Die Koordination dieser kniffligen Aufgabe obliegt
Gabriele Kirch-Verfuß. Sie weiß: Wissen
steckt in den Köpfen der Mitarbeiter, wird durch
Erfahrungsaustausch wertvoll. Datenbanken speichern
bestenfalls Dokumente.
Unternehmensfusionen wie die von Degussa und Hüls
zur Degussa-Hüls und weiter mit der SKW Trostberg
zur neuen Degussa sind heute vor allem Fusionen von
Wissensträgern. Entscheidend für den Erfolg
des neuen Unternehmens ist, wie schnell die Beteiligten
einen Überblick über das im neuen Unternehmen
vorhandene Wissen erlangen, sich untereinander austauschen
und so vom Wissen der anderen profitieren können.

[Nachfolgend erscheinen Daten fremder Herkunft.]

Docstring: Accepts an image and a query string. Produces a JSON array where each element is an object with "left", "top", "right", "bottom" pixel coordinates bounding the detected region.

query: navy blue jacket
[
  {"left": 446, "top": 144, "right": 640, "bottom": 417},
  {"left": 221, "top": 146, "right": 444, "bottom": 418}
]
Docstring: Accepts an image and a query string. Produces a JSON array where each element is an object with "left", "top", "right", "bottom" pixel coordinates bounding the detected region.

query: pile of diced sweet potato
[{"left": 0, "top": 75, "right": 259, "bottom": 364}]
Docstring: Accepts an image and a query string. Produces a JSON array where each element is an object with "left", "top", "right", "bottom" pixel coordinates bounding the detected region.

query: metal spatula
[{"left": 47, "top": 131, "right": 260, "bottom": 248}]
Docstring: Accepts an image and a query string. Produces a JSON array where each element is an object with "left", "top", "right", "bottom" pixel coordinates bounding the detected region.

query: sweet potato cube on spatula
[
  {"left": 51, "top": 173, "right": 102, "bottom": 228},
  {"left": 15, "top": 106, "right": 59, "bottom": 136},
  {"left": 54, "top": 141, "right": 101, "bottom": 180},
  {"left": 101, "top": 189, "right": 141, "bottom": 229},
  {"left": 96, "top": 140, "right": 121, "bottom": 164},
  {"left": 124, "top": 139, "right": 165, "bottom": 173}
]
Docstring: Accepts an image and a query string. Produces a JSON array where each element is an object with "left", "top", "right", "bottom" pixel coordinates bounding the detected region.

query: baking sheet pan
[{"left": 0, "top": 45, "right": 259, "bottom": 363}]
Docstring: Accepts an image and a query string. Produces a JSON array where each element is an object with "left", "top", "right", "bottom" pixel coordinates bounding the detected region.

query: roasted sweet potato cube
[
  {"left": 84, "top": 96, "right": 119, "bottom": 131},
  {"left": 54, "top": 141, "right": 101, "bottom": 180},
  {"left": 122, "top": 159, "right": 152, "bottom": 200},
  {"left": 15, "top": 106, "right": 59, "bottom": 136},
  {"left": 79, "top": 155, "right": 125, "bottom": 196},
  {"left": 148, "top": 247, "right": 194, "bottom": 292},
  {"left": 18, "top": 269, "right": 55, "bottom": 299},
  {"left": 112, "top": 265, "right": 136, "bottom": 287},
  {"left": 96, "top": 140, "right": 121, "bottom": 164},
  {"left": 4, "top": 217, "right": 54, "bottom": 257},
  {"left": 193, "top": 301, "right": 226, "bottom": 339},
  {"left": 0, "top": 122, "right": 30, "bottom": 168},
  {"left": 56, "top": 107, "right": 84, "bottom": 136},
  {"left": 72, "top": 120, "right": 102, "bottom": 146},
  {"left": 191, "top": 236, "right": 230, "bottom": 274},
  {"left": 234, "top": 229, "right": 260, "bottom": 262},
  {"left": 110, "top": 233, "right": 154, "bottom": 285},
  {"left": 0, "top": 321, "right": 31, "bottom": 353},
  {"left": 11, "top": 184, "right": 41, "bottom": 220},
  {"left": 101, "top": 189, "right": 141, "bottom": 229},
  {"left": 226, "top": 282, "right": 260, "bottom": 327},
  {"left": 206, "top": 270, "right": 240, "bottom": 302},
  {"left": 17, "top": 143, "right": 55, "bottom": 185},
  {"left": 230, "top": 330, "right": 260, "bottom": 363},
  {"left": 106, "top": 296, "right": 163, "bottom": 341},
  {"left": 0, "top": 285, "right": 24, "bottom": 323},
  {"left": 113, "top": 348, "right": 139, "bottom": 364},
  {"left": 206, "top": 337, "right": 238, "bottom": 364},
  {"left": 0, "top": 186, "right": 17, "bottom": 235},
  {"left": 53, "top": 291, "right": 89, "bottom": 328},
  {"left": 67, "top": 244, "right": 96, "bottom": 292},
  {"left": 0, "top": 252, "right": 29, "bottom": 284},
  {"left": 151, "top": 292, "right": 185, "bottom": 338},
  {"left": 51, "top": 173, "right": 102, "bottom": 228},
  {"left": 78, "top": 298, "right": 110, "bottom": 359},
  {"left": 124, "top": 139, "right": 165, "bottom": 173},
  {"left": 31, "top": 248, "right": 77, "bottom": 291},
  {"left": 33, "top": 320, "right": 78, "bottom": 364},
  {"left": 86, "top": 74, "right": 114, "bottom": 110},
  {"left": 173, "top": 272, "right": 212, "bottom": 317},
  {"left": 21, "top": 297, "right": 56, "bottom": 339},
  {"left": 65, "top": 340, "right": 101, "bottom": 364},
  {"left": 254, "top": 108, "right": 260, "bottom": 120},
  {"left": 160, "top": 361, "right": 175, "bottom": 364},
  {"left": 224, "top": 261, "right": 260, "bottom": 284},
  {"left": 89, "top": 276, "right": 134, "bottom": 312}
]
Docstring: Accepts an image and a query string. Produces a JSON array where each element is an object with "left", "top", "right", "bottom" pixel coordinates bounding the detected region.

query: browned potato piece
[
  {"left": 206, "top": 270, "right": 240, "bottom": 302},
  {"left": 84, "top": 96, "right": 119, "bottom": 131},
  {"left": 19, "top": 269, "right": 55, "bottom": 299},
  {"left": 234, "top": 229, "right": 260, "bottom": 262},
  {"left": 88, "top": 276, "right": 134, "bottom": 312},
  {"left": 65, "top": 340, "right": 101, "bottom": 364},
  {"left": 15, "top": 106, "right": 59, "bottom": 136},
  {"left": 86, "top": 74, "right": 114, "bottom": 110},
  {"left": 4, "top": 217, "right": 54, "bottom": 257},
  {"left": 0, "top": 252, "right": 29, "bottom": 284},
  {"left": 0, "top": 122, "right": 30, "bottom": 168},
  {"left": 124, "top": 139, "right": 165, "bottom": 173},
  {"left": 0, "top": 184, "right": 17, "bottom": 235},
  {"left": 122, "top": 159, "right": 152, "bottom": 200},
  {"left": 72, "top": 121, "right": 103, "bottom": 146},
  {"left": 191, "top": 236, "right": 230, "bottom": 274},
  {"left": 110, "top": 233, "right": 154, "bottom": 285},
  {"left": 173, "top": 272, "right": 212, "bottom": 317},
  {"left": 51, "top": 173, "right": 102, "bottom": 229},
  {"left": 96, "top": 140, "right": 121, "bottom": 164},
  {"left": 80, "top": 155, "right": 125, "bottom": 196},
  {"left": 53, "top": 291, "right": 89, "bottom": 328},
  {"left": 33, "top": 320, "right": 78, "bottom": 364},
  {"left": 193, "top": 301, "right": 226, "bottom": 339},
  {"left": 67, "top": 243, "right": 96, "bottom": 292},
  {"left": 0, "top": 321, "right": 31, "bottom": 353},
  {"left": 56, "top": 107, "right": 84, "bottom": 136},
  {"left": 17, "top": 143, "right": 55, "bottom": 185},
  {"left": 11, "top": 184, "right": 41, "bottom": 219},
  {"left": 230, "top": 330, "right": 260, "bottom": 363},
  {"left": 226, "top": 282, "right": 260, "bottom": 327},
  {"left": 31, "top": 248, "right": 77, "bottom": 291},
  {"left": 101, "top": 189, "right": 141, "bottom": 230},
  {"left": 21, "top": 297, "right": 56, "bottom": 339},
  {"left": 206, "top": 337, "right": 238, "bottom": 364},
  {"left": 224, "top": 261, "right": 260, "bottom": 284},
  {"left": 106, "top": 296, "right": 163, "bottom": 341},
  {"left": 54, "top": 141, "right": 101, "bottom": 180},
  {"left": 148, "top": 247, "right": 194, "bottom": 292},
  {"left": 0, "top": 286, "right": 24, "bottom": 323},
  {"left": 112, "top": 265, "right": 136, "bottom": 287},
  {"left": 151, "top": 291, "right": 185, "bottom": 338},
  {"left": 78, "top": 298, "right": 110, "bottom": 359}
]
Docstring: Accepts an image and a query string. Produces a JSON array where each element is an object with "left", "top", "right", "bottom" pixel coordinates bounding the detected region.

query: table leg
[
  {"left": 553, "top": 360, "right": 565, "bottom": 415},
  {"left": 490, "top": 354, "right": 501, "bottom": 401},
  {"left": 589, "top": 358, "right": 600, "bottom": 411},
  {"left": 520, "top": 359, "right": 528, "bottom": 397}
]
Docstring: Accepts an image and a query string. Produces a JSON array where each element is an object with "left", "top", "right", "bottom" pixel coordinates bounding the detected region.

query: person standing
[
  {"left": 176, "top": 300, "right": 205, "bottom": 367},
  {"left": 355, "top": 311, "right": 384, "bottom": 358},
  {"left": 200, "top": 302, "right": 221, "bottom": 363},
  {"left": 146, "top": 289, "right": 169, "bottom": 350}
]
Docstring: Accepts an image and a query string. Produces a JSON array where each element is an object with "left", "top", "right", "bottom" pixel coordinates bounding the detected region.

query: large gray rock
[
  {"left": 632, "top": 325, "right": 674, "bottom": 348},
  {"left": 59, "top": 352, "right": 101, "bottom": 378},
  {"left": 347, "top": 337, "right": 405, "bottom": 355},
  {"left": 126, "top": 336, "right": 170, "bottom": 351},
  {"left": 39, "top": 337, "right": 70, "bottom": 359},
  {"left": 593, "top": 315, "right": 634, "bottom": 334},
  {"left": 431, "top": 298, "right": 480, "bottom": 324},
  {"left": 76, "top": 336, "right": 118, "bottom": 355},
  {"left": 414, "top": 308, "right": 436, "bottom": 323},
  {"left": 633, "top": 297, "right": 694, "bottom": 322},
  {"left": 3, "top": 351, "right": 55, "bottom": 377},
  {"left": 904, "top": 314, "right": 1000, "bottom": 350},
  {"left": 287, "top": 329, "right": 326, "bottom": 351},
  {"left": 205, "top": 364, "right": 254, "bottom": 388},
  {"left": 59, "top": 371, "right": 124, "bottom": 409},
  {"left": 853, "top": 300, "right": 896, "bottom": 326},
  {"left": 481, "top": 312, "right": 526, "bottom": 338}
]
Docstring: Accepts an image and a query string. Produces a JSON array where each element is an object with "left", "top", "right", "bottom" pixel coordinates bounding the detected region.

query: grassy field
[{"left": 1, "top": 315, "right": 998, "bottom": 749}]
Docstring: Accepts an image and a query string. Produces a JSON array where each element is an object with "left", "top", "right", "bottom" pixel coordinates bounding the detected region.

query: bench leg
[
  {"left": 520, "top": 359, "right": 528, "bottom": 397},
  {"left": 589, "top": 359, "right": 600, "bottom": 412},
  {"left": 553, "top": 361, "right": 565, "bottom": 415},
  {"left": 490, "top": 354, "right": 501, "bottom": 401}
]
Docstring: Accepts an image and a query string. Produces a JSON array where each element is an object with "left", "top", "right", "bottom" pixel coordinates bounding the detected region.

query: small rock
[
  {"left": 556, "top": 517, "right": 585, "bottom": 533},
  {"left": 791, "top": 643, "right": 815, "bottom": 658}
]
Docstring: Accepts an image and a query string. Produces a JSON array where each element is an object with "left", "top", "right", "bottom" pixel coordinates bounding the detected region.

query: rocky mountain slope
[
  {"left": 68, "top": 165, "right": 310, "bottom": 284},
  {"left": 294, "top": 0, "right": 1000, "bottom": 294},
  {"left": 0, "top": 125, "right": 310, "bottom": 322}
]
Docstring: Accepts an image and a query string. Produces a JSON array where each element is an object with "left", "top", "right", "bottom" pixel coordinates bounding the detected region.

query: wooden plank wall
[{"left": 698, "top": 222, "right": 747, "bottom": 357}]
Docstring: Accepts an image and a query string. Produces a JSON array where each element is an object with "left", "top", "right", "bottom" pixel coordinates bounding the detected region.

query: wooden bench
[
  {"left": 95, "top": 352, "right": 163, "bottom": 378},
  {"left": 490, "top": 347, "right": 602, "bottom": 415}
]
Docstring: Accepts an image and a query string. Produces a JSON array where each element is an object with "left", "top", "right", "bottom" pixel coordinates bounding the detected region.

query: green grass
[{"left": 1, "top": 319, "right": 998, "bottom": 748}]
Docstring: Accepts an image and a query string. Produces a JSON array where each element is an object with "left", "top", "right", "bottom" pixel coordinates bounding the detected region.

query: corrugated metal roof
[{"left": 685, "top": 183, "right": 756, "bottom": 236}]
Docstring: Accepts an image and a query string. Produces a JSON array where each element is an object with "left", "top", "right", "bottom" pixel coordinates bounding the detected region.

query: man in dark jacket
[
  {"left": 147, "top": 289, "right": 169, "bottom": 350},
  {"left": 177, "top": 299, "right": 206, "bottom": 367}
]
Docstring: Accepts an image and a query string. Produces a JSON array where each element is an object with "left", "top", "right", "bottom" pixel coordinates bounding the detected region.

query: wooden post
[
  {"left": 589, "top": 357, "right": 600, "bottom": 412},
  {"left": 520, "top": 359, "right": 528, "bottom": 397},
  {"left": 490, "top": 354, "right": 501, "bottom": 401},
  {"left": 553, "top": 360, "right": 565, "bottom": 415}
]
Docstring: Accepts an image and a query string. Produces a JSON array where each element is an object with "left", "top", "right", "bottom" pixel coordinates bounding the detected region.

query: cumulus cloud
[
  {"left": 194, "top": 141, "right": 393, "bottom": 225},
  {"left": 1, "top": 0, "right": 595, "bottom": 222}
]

Dr. Gabriele Kirch-Verfuß von der Degussa Tochter
Infracor, Marl: "Unter Wissensmanagement versteht
man alle systematischen Aktivitäten im Unternehmen
besser zu nutzen."
Wissen, so die Projektleiterin Kirch-Verfuß,
existiere eigentlich nur in den Köpfen der Menschen
- ganz individuell und nicht ohne weiteres dokumentierbar.
Schriftlich fixiertes Wissen sei dagegen lediglich
eine Informationsquelle. Es sei daher nicht verwunderlich,
wenn viele Wissensmanagementprojekte zum Aufbau von
Wissensdatenbanken scheitern. Der Mensch als Träger
von Wissen sollte daher im Mittelpunkt aller Wissensmanagement-Maßnahmen
stehen.
Der Ansatzpunkt bei Degussa ist das Errichten einer
organisationsüberbrückenden Plattform, um
die Unterschiede innerhalb der drei fusionierten Unternehmen
aufzuheben. Das Projekt ist auf zwei Jahre angelegt
und wird von der Dienstleistungstochter Infracor betreut.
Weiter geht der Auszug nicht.